In the event the Company becomes aware of a transaction with a related party that has not been approved in accordance with this Policy prior to its consummation, the matter shall be reviewed by the Audit Committee. The Audit Committee shall consider all of the relevant facts and circumstances regarding the related party transaction, and shall evaluate all options available to the Company, including ratification, revision or termination of the related party transaction. The Audit Committee shall also examine the facts and circumstances pertaining to the failure of reporting such related party transaction to the Audit Committee under this Policy and failure of the internal control systems, and shall take any such action it deems appropriate.


In any case, where the Audit Committee determines not to ratify a related party transaction that has been commenced without approval, the Audit Committee, as appropriate, may direct additional actions including, but not limited to, discontinuation of the transaction or seeking the approval of the shareholders, payment of compensation for the loss suffered by the related party etc. In connection with any review/approval of a related party transaction, the Audit Committee has authority to modify or waive any procedural requirements of this Policy.

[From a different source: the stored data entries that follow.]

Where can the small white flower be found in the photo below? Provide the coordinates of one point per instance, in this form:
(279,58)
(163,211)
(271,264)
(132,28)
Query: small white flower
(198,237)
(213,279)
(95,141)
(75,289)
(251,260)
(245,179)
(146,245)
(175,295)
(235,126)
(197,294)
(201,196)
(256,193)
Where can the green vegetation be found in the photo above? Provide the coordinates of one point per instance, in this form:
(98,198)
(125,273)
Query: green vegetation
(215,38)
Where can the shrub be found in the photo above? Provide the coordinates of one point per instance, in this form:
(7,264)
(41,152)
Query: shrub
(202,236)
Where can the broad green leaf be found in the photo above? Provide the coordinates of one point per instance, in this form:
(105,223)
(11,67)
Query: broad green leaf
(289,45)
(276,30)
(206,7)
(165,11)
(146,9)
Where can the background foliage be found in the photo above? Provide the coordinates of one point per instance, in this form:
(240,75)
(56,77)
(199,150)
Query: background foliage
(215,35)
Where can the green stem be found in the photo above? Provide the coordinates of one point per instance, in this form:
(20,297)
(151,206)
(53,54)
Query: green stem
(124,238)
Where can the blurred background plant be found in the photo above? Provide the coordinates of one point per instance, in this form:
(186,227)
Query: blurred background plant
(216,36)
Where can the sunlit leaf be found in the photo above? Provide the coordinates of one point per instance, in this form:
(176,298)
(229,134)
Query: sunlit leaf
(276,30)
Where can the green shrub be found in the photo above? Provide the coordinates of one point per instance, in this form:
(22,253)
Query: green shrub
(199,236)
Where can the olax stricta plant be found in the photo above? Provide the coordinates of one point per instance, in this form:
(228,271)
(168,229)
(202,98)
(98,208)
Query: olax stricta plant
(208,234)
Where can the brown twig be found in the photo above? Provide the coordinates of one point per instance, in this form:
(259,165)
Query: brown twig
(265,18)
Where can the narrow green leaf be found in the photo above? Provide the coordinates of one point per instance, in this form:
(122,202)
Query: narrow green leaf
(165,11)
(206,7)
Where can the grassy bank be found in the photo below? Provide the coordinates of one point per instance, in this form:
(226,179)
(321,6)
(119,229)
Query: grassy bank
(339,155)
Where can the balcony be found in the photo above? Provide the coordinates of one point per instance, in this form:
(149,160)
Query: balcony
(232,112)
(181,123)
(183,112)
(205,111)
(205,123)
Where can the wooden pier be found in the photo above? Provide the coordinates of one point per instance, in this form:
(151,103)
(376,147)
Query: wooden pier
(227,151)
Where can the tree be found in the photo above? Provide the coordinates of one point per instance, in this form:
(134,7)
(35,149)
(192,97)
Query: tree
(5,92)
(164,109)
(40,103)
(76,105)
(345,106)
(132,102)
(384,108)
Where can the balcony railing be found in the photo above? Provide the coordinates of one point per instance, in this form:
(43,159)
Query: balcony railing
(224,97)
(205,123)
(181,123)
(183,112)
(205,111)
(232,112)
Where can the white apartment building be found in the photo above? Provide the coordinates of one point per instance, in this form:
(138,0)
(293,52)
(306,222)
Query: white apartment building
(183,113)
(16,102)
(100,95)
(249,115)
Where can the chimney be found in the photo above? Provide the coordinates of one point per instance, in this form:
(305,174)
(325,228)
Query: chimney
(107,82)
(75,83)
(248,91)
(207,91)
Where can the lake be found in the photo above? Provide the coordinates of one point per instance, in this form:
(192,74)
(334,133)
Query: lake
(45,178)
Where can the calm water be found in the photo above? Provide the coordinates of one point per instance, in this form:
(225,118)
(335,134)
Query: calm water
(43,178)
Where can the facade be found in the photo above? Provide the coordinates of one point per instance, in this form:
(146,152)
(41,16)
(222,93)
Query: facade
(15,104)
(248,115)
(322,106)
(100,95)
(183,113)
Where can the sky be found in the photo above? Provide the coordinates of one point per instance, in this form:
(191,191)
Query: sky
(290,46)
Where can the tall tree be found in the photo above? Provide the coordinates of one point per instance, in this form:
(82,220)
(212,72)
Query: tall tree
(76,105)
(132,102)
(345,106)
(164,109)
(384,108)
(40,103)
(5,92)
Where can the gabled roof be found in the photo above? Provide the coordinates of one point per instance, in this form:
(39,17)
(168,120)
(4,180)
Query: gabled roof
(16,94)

7. Policy not to Apply in certain Cases


The transactions or arrangements which are specifically dealt under the separate provisions of the laws and executed under separate approvals / procedures shall not be covered under this Policy. Examples of such transactions are as follows :


a. Appointment and payment of remuneration, including any variation, to key Managerial Personnel;

b. Payment of remuneration, fees, Commission etc. to any director in compliance with legal provisions;

c. Issues of shares/ securities to related party;

d. Any benefits, interests etc. arising to related party solely from the ownership of Company’s shares at par with other holders e.g. Dividend, Right Issues, Stock Split, Bonus shares, etc.

e. Shares based incentive plans for the benefits of Directors or KMPs approved by the Shareholders including ESOPs.

f. CSR Contribution;



8. Disclosures


The Company shall disclose, in the Board’s report, transactions prescribed in Section 188(1) of the Act with related parties, which are not in ordinary course of business or arm’s length basis along with the justification for entering into such transaction.


In addition to the above, the Company shall also provide details of all related party transactions exceeding the materiality threshold (laid down in Clause 4 of the Policy above) on a quarterly basis to the stock exchanges.